Tubuh Sun Dazhu muncul seperti hantu. Wajahnya menjadi gelap ketika ia berpikir, “Orang tua ini mengikuti aturan sekte, jadi saya tidak akan meracuni makanan Anda, tetapi saya bisa memakai obat-obatan yang akan menghambat penyerapan energi spiritual Anda. Dengan kemampuan rata-rata dan obat-obatan saya, Anda tidak akan pernah melewati lapisan ketiga Qi Kondensasi. Anda akan selamanya berada di bawah kendali saya. “

Setelah satu jam, Wang Lin bangun. Dia meluruskan pakaiannya dan berjalan kembali ke mata air, lalu mulai berkultivasi lagi. Dia berkultivasi sampai gelap sebelum bangun, dan tanpa mengucapkan sepatah kata pun, berjalan ke hutan di gunung.

Sun Dazhu, yang duduk di pohon terdekat, diam-diam mengikuti Wang Lin. >

Wang Lin perlahan belok kanan dan kiri di gunung dan melihat ke kiri dan ke kanan di sepanjang jalan. Tiba-tiba, ekspresinya menjadi bahagia ketika dia tiba di pohon anggur yang penuh dengan labu. Dia memilih labu kecil yang terlihat bagus, lalu cepat-cepat pergi.

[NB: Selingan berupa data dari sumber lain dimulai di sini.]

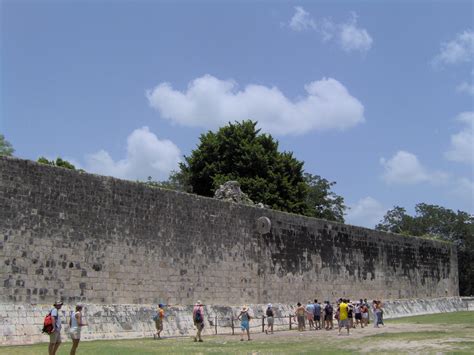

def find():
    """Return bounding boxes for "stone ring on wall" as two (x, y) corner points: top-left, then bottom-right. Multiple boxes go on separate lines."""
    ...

(257, 217), (272, 234)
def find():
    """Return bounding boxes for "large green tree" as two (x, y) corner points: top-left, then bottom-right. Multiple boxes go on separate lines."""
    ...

(0, 134), (15, 156)
(304, 173), (347, 223)
(179, 120), (308, 214)
(375, 203), (474, 296)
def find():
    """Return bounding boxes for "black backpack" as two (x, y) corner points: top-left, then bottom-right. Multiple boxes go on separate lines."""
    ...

(194, 309), (202, 323)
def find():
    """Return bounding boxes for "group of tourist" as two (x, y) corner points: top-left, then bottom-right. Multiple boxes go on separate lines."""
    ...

(295, 298), (383, 334)
(154, 298), (384, 342)
(48, 300), (87, 355)
(44, 298), (384, 355)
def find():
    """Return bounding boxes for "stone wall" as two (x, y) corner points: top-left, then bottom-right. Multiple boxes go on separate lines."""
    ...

(0, 157), (458, 305)
(0, 297), (474, 345)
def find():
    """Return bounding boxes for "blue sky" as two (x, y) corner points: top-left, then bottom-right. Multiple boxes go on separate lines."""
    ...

(0, 0), (474, 227)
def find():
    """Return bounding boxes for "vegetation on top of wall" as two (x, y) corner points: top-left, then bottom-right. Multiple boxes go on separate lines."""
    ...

(375, 203), (474, 296)
(156, 120), (346, 222)
(38, 157), (76, 170)
(0, 134), (15, 157)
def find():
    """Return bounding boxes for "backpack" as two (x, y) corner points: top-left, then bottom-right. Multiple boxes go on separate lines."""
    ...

(194, 309), (202, 323)
(42, 312), (54, 334)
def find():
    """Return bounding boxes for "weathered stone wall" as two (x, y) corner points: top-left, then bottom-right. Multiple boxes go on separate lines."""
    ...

(0, 297), (474, 345)
(0, 158), (458, 305)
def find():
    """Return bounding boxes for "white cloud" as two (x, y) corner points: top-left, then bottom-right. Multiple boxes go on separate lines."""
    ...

(345, 196), (387, 228)
(433, 30), (474, 66)
(445, 111), (474, 164)
(146, 75), (364, 135)
(453, 177), (474, 204)
(456, 82), (474, 96)
(339, 13), (373, 52)
(289, 6), (316, 31)
(288, 6), (373, 53)
(85, 127), (181, 180)
(380, 150), (449, 185)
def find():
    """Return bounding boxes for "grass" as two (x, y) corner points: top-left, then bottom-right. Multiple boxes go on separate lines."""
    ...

(0, 312), (474, 355)
(384, 311), (474, 327)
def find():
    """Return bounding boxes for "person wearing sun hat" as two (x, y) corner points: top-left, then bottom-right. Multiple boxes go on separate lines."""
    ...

(69, 304), (87, 355)
(48, 300), (63, 355)
(193, 301), (204, 343)
(237, 305), (251, 341)
(153, 303), (165, 339)
(265, 303), (274, 334)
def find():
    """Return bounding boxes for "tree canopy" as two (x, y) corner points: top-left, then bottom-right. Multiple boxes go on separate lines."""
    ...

(170, 120), (345, 222)
(375, 203), (474, 295)
(304, 173), (346, 223)
(0, 134), (15, 156)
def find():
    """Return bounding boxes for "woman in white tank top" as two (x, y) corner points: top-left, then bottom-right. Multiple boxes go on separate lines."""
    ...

(69, 304), (86, 355)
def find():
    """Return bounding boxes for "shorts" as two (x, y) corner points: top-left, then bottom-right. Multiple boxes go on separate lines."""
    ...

(69, 327), (81, 340)
(339, 318), (349, 328)
(49, 330), (61, 344)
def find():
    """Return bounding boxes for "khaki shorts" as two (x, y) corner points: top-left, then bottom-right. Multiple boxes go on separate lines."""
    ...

(49, 330), (61, 344)
(69, 328), (81, 340)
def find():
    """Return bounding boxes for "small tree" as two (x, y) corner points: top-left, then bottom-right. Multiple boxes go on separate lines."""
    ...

(304, 173), (347, 223)
(177, 120), (307, 214)
(38, 157), (76, 170)
(0, 134), (15, 156)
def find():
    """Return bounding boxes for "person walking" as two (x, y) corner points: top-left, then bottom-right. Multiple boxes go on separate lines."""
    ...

(360, 303), (369, 328)
(324, 301), (333, 330)
(153, 303), (165, 340)
(372, 300), (380, 328)
(313, 300), (321, 330)
(376, 301), (384, 325)
(339, 299), (350, 335)
(193, 301), (204, 343)
(48, 300), (63, 355)
(306, 301), (316, 330)
(237, 306), (250, 341)
(265, 303), (274, 334)
(295, 302), (306, 332)
(69, 304), (87, 355)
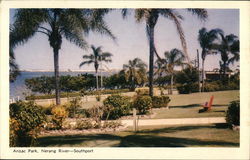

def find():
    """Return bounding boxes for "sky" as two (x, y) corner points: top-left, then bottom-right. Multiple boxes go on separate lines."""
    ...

(10, 9), (239, 71)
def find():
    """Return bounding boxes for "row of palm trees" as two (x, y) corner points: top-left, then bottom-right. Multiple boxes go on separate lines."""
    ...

(198, 28), (240, 91)
(10, 8), (238, 104)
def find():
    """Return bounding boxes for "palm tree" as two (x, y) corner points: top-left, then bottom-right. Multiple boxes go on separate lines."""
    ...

(79, 45), (112, 90)
(122, 9), (207, 96)
(9, 25), (20, 82)
(161, 48), (185, 94)
(216, 33), (240, 78)
(198, 27), (222, 91)
(10, 9), (115, 104)
(123, 58), (147, 90)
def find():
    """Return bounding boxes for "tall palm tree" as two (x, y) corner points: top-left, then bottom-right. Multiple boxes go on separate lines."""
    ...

(79, 45), (112, 90)
(122, 9), (207, 96)
(123, 58), (147, 90)
(161, 48), (185, 94)
(9, 25), (20, 82)
(198, 27), (222, 91)
(216, 33), (240, 77)
(10, 9), (115, 104)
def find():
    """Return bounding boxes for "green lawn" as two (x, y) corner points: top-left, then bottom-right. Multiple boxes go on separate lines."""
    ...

(38, 124), (239, 147)
(150, 90), (239, 119)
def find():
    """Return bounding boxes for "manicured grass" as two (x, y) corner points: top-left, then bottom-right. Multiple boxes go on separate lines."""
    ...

(150, 90), (239, 119)
(38, 124), (239, 147)
(169, 90), (239, 107)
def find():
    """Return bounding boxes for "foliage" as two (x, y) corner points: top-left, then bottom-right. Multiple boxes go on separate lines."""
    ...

(66, 97), (82, 118)
(102, 121), (122, 128)
(79, 45), (113, 90)
(76, 119), (93, 130)
(51, 105), (68, 129)
(10, 101), (46, 147)
(25, 74), (95, 94)
(103, 95), (131, 119)
(176, 67), (199, 84)
(152, 96), (170, 108)
(133, 96), (153, 114)
(86, 106), (104, 123)
(215, 32), (240, 77)
(25, 89), (129, 100)
(226, 100), (240, 127)
(204, 80), (240, 92)
(135, 87), (149, 95)
(123, 58), (147, 91)
(104, 70), (129, 89)
(176, 83), (199, 94)
(176, 66), (199, 94)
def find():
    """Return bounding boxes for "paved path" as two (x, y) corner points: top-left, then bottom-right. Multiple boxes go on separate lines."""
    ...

(121, 117), (226, 126)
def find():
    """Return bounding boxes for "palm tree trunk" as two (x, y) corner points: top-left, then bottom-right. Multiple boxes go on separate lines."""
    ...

(201, 59), (205, 92)
(147, 24), (154, 97)
(95, 70), (99, 91)
(53, 48), (61, 105)
(101, 61), (103, 88)
(170, 74), (174, 94)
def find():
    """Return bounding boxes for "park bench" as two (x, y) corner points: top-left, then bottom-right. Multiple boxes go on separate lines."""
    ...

(199, 95), (214, 113)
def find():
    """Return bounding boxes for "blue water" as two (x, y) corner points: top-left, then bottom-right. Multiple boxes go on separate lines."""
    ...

(10, 72), (110, 99)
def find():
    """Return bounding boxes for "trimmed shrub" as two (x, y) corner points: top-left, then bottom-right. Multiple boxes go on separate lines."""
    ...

(134, 96), (152, 114)
(226, 100), (240, 127)
(152, 96), (170, 108)
(9, 101), (46, 147)
(25, 89), (129, 100)
(66, 97), (82, 118)
(102, 95), (131, 119)
(102, 121), (122, 128)
(177, 83), (199, 94)
(76, 119), (94, 130)
(135, 88), (149, 95)
(51, 105), (68, 129)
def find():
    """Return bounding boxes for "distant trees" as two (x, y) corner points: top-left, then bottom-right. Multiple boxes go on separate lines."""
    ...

(10, 8), (115, 104)
(216, 33), (240, 77)
(157, 48), (185, 94)
(25, 74), (95, 94)
(79, 45), (112, 90)
(198, 27), (222, 91)
(122, 8), (207, 96)
(123, 58), (147, 91)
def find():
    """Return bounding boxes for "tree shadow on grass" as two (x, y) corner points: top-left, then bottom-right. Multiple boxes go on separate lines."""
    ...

(169, 104), (201, 109)
(38, 124), (236, 147)
(38, 134), (120, 147)
(138, 123), (228, 134)
(120, 135), (239, 147)
(169, 103), (228, 109)
(39, 131), (239, 147)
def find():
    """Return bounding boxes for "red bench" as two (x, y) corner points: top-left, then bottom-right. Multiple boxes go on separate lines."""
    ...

(203, 96), (214, 111)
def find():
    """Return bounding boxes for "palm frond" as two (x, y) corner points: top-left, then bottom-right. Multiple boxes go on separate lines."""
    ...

(90, 9), (116, 40)
(79, 60), (94, 67)
(165, 11), (190, 62)
(188, 9), (208, 21)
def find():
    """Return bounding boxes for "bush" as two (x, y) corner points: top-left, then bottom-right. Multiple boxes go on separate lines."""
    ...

(66, 97), (82, 118)
(134, 96), (152, 114)
(135, 88), (149, 95)
(152, 96), (170, 108)
(76, 119), (94, 130)
(204, 81), (220, 92)
(25, 89), (129, 100)
(9, 101), (46, 147)
(51, 105), (68, 129)
(103, 95), (131, 119)
(177, 83), (199, 94)
(102, 121), (122, 128)
(226, 100), (240, 127)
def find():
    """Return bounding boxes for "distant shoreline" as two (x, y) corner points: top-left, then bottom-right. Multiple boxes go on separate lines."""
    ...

(20, 69), (120, 72)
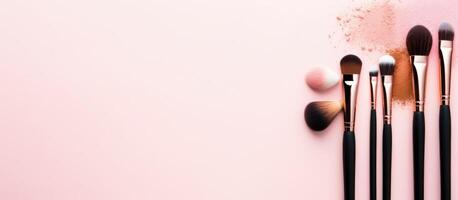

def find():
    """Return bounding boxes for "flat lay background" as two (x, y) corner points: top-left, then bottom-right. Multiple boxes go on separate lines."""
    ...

(0, 0), (458, 200)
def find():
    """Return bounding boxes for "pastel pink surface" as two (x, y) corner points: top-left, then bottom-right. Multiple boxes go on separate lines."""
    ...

(0, 0), (458, 200)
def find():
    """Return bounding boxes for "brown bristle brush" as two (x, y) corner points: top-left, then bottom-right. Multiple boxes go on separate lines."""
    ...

(304, 101), (342, 131)
(406, 25), (433, 200)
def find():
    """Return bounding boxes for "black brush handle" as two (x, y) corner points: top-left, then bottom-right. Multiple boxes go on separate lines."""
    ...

(382, 124), (392, 200)
(439, 105), (451, 200)
(343, 131), (356, 200)
(413, 111), (425, 200)
(369, 109), (377, 200)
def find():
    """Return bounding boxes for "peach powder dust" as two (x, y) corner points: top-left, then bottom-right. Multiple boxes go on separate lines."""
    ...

(330, 1), (396, 52)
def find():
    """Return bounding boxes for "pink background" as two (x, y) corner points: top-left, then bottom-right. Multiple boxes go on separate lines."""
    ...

(0, 0), (458, 200)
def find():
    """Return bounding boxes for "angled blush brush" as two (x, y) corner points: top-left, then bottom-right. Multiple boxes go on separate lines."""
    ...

(379, 55), (395, 200)
(340, 55), (362, 200)
(304, 101), (342, 131)
(369, 68), (378, 200)
(439, 23), (455, 200)
(406, 25), (433, 200)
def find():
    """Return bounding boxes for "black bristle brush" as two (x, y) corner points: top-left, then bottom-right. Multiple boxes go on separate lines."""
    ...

(304, 101), (342, 131)
(379, 55), (395, 200)
(369, 68), (378, 200)
(439, 23), (455, 200)
(406, 25), (433, 200)
(340, 55), (362, 200)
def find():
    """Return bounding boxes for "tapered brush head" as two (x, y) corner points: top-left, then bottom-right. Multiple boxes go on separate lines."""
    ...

(379, 55), (396, 76)
(369, 67), (378, 77)
(340, 54), (363, 74)
(406, 25), (433, 56)
(439, 22), (455, 41)
(304, 101), (342, 131)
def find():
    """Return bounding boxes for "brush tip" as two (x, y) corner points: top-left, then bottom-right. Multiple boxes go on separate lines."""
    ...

(406, 25), (433, 56)
(439, 22), (455, 41)
(340, 54), (363, 74)
(379, 55), (396, 76)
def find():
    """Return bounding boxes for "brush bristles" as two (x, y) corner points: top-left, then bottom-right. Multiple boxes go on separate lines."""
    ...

(439, 22), (455, 41)
(340, 54), (363, 74)
(406, 25), (433, 56)
(304, 101), (342, 131)
(379, 55), (396, 76)
(369, 67), (378, 76)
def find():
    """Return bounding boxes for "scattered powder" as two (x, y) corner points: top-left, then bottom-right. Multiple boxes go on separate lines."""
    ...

(329, 0), (414, 104)
(330, 0), (399, 52)
(387, 48), (414, 104)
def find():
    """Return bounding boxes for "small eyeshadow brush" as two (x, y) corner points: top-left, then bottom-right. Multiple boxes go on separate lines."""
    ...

(340, 55), (362, 200)
(439, 23), (455, 200)
(379, 55), (395, 200)
(406, 25), (433, 200)
(369, 68), (378, 200)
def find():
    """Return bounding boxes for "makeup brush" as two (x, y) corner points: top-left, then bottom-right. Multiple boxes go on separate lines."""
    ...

(379, 55), (395, 200)
(304, 101), (342, 131)
(439, 23), (455, 200)
(406, 25), (433, 200)
(305, 67), (340, 92)
(340, 55), (362, 200)
(369, 68), (378, 200)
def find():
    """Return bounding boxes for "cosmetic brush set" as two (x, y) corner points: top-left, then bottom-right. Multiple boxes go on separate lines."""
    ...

(304, 23), (454, 200)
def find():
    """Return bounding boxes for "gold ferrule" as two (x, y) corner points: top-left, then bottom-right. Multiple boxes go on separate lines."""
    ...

(342, 74), (359, 131)
(439, 40), (453, 105)
(370, 76), (378, 110)
(410, 56), (428, 112)
(382, 75), (393, 124)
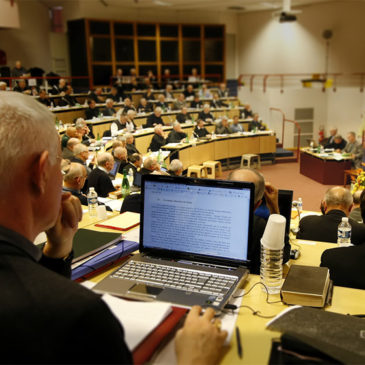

Setelah dia pergi, Sun Dazhu sangat bingung. Tidak peduli bagaimana dia terlihat, labu itu terlihat sangat normal. Dia membawa beberapa labu bersamanya dan menghilang.

Wang Lin mengikuti jalan gunung dan kembali ke sekte dalam waktu singkat. Dia mengabaikan kata-kata semua murid lainnya. Setelah memasuki kebun herbal, dia melihat wajah Sun Dazhu yang cemberut melotot padanya. Wang Lin dengan penuh hormat menyerahkan labu kepada sesepuh dan berkata, “Guru, keberuntunganku siang ini cukup bagus. Meskipun saya tidak dapat menemukannya di musim semi, saya berjalan di sekitar gunung dan menemukan banyak labu. Yang ini terlihat paling seperti yang saya miliki sebelumnya. Guru, bagaimana? ”Sun Dazhu hampir kehilangan kesabaran, tetapi menelannya dan hampir tidak bisa tersenyum. Dia mengambil labu itu dan melemparkannya ke samping tanpa melihat, lalu berkata kepada Wang Lin, kata demi kata, “Labu yang kuinginkan adalah yang diisi dengan energi spiritual seperti sebelumnya. Mengapa saya ingin labu acak? “Dia tidak bisa mengendalikan emosinya, jadi dia akhirnya berteriak beberapa kata terakhir. Dia menghabiskan sehari penuh mengikuti anak ini dan ditipu olehnya untuk memilih dan menguji beberapa labu biasa.